Treatment with Lyrica® was associated with creatine kinase elevations (in pre-clinical trials). The causality is not completely understood. Lyrica® should be discontinued if myopathy is diagnosed or suspected or if markedly elevated creatine kinase levels occur with of symptoms of myopathy. - Terbutaline (Bricanyl®, AstraZeneca) New ADRs: nausea & tachycardia. As for all beta 2-agonists, cardiac arrhythmias, e.g. atrial fibrillation, supraventricular tachycardia & extrasystoles have been rarely reported.
February 2007
- Bicalutamide (Casodex®, AstraZeneca) Under "Precautions", it is stated that hepatic failure has rarely been observed.
January 2007
- Alendronate (Fosamax®, MSD) Under "Precautions", it is stated that localized osteonecrosis of the jaw (ONJ) has occurred in patients with postmenopausal osteoporosis.
- Ambroxol (Mucosolvan®, Boehringer Ingelheim) Under "Warnings", it is stated that as Mucosolvan® contains sorbitol, those with rare hereditary fructose intolerance should not take it. Very rarely, severe skin lesions have been reported with Mucosolvan® & use must be discontinued. New ADRs like vomiting & heartburn, are added. The use of Mucosolvan® in the first trimester of pregnancy is not recommended.
- Clobutinol (Silomat®, Boehringer Ingelheim) Silomat® is contraindicated in patients with known congenital Long QT syndrome & rare hereditary conditions (like fructose intolerance) that may be incompatible with an excipient of the product e.g. sorbitol. The sorbitol in the syrup may also have laxative effect.
Side effects like somnolence & hallucinations (primarily seen in children & geriatric patients) are added. Clobutinol may lengthen QT interval in patients with congenital Long QT syndrome & very rarely, Torsade de Pointes can occur.

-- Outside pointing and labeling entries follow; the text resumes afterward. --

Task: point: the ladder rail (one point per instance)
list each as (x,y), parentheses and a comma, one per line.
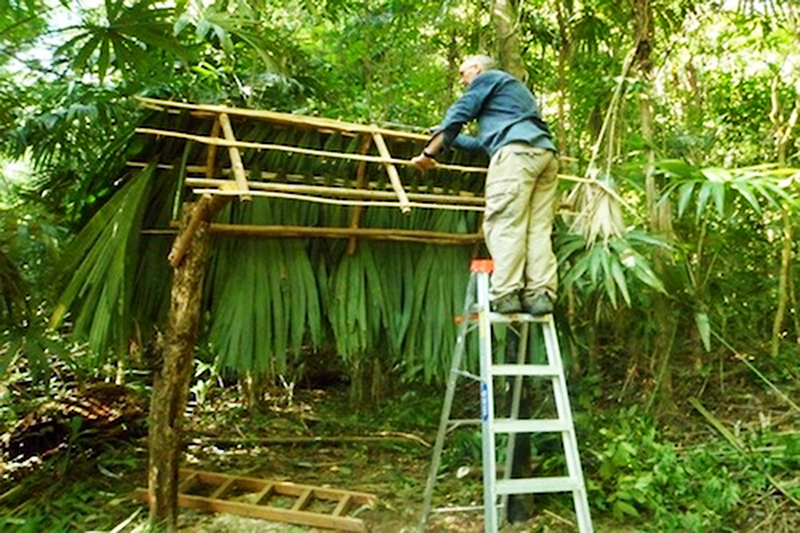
(455,370)
(487,407)
(515,400)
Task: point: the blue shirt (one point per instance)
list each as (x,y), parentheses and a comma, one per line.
(506,111)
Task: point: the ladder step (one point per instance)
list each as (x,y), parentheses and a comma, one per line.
(518,317)
(525,370)
(537,485)
(507,425)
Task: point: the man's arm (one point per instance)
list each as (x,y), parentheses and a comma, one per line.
(465,109)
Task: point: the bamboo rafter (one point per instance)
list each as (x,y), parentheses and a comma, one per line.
(295,150)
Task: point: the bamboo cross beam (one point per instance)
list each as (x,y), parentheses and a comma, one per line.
(394,176)
(361,182)
(332,201)
(293,149)
(285,118)
(434,237)
(340,192)
(295,179)
(236,157)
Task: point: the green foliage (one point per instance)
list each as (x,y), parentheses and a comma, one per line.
(643,477)
(269,290)
(604,270)
(102,261)
(125,41)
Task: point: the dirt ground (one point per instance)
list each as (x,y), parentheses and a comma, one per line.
(303,438)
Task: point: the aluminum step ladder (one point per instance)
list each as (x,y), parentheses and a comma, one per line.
(477,313)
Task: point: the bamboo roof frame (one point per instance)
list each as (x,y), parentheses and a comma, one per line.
(236,183)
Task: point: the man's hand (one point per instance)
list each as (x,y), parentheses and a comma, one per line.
(424,162)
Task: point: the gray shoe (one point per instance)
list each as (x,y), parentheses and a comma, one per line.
(539,304)
(507,304)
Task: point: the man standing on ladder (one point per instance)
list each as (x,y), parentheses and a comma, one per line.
(520,185)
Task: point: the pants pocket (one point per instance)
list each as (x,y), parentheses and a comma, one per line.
(499,196)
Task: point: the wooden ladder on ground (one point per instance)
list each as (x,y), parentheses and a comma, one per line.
(272,500)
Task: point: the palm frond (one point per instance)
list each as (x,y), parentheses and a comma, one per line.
(100,263)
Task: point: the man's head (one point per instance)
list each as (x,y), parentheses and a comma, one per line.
(473,66)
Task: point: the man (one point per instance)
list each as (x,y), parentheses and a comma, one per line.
(520,184)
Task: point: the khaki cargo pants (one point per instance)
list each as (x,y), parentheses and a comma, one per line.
(518,222)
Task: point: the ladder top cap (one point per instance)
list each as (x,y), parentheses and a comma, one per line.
(481,266)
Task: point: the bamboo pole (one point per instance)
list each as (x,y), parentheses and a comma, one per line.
(202,212)
(236,157)
(293,149)
(341,192)
(249,230)
(332,201)
(394,176)
(360,183)
(211,153)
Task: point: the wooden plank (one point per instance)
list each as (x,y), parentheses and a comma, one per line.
(264,494)
(394,176)
(211,151)
(323,200)
(344,233)
(220,491)
(341,192)
(295,150)
(360,184)
(273,513)
(305,518)
(303,500)
(341,508)
(285,118)
(236,157)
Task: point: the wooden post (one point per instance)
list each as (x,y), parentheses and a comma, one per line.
(360,182)
(171,384)
(236,157)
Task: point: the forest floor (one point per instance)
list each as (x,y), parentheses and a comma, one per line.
(316,437)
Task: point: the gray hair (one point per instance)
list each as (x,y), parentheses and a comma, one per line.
(483,61)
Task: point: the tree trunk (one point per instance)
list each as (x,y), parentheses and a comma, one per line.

[Note: Silomat® has been volunarily withdrawn by Boehringer Ingelheim on 4 Sep 2007] - Clomipramine (Anafranil® SR, Novartis) Indicated for children & adolescents in the treatment of obsessive-compulsive syndromes, nocturnal enuresis (only in patients over age of 5 & if organic causes excluded). When initiating clomipramine for nocturnal enuresis, weigh benefits vs risks & potential alternative therapies should be considered. No experience available in children younger than 5 years old. No sufficient safety & efficacy evidence of Anafranil® in treatment of depressive states, phobias, panic attacks, cataplexy accompanying narcolepsy & chronic painful conditions in children & adolescents (0-17 years old) hence use not recommended.

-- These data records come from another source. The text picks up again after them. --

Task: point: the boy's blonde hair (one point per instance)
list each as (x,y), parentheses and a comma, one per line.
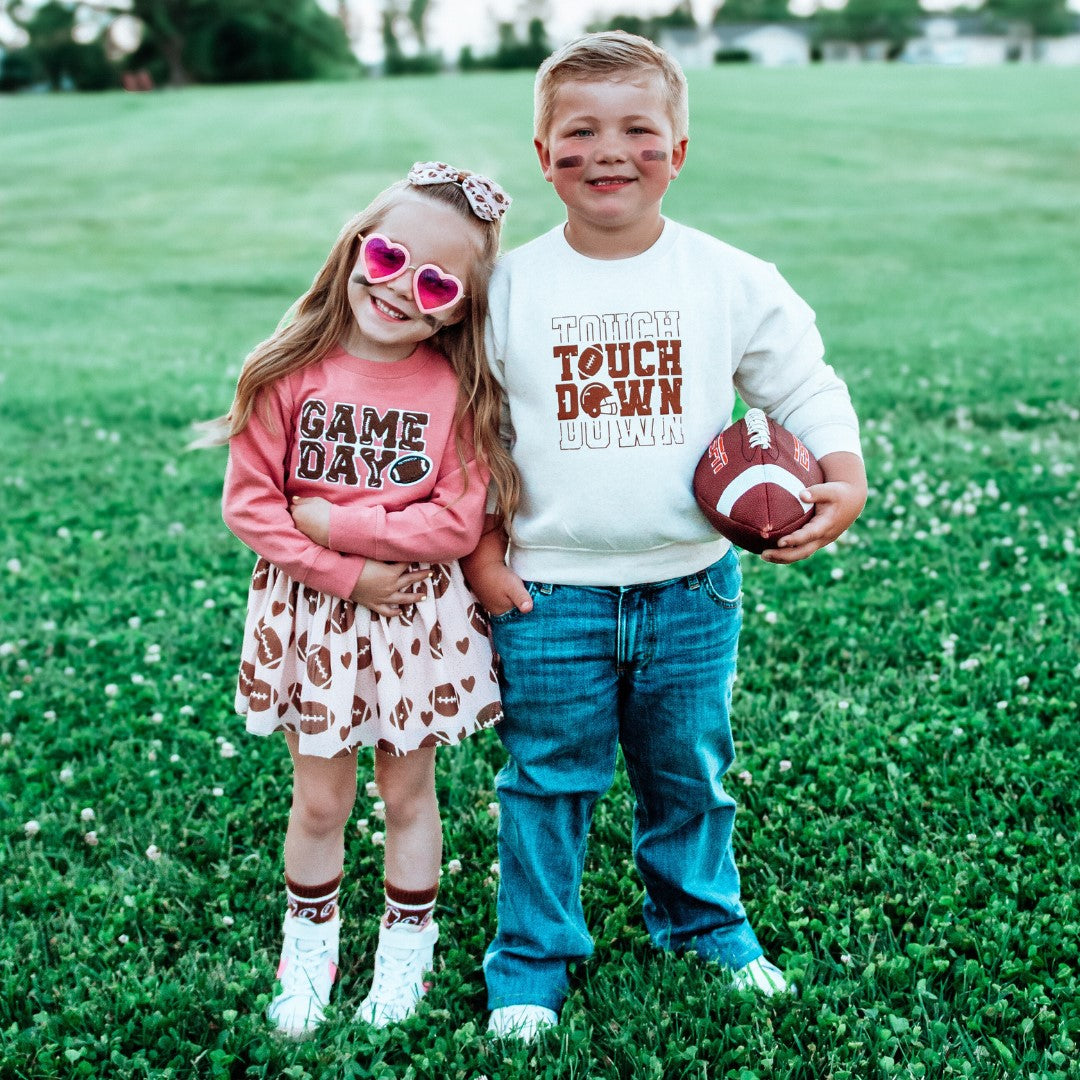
(611,55)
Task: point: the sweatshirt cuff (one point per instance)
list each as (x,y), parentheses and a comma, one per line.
(833,439)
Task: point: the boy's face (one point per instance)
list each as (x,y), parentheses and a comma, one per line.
(611,151)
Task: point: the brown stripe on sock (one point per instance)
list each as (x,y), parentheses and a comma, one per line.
(316,903)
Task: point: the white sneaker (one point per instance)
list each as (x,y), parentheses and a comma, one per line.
(763,976)
(401,961)
(521,1022)
(309,957)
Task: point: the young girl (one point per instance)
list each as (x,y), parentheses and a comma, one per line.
(362,440)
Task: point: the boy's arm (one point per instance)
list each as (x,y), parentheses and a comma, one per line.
(837,502)
(495,584)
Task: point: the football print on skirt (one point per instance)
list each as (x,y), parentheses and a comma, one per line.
(341,676)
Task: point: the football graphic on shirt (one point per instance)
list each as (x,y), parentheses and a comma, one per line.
(750,478)
(590,362)
(410,469)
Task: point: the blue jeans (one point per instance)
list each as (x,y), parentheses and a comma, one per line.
(649,667)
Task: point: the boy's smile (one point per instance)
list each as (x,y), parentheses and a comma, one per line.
(610,153)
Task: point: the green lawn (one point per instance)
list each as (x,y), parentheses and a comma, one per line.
(915,865)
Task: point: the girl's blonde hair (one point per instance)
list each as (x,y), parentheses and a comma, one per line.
(610,55)
(320,320)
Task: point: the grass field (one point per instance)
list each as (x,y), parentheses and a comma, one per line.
(907,707)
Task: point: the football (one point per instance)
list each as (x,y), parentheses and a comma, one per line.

As a precaution against possible QTc prolongation, any increase in dose should be made with caution if drugs that prolong QT interval are co-administered.
Under "Special warnings", it is stated that antidepressants increased the risk of suicidal thinking & behaviour in short-term studies in children & adolescents with depressive disorders & other psychiatric disorders hence all patients being treated with Anafranil® should be observed for suicidality & other psychiatric symptoms & if needed, to discontinue Anafranil®. The smallest quantity of tablets or capsules should be prescirbed to reduce the risk of overdose.
Anafranil® should be used with caution in patients with a history of increased intraocular pressure, narrow-angle glaucoma, or urinary retention e.g. diseases of the prostate.
Medication should be tapered before discontinuation of treatment.Anafranil® coated tablets contain lactose & sucrose hence patients with hereditary galactose & fructose intolerances, severe lactase deficiency, sucrase-isomaltase insufficiency or glucose-galactose malabsorption should not take them. - Fondaparinux (Arixta®, GSK) In patients undergoing surgery, the timing of the first dose of Arixtra® requires strict adherence.
Under "Warnings", it is added that Arixtra® does not bind to platelet factor 4 and doesn't cross-react with sera from patients with Heparin Induced Thrombocytopenia (HIT)-type II.
Some new ADR terms include post-operative wound infections, thrombocythaemia, abnormal platelets, coagulation disorder, hypokalaemia, anxiety, bilirubinaemia, syncope, leg pain.